Via Francesco Chiesa 5
6500 Bellinzona, Switzerland
Luca Varani graduated in chemistry at the University of Milan (Italy) and obtained a PhD degree at the prestigious MRC-Laboratory of Molecular Biology (University of Cambridge, UK) using molecular and structural biology to study RNA-protein interactions. He contributed to show the key role played by RNA in regulation of gene expression and how RNA itself can be a valid therapeutic target against dementia. His numerous high caliber publications, culminated in the determination of the largest NMR structure available at the time, allowed him to move to Stanford with a “long term EMBO fellowship”, reserved to the best young molecular biologists in Europe. In California Luca Varani completed the first magnetic resonance study on TCR/pMHC, key proteins of the immune system.

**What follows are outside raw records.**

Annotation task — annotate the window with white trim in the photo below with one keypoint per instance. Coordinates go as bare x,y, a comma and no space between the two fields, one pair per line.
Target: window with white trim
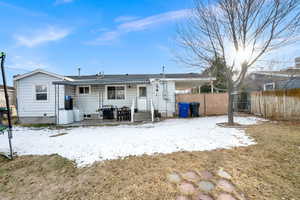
115,92
269,86
41,92
142,91
83,90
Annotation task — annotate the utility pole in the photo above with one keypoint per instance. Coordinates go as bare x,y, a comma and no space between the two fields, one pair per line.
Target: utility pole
2,56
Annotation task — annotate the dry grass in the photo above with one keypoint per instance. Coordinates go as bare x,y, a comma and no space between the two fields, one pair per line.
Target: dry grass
268,170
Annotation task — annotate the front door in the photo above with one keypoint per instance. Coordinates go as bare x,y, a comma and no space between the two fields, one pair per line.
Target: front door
142,97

Since October 2007 he leads the Structural Biology group of the Institute for Research in Biomedicine (Bellinzona CH). The group strives to understand the molecular properties allowing a given antibody to eliminate a pathogen, using this information to select and engineer new antibodies. A highly multidisciplinary approach merges molecular and cellular biology, biophysics and computational simulations aimed at determining the structure and function of antibody-antigen complexes. Studies involve mainly rare and neglected diseases such as Dengue or Zika virus, Prion or rare form of Leukemias and, more recently, COVID-19.
Last authorship for design and characterization of bispecific antibodies against SARS-CoV-2, Zika and Prion, highly cited work describing the role of target affinity modulation in Chimeric Antigen Receptors and identifying the molecular events triggering prion neurodegeneration. High impact collaborative work to determine the antibody response to infection in Dengue, Zika, Malaria, SARS-CoV-2 and characterization of neutralizing antibodies in MERS.
Reviewer for high impact scientific journals (including Nature and Cell) and granting agencies; evaluator for EC start-up accelerator programs.
Founder of CLBiotech (2022), a start-up focused on nanobody engineering.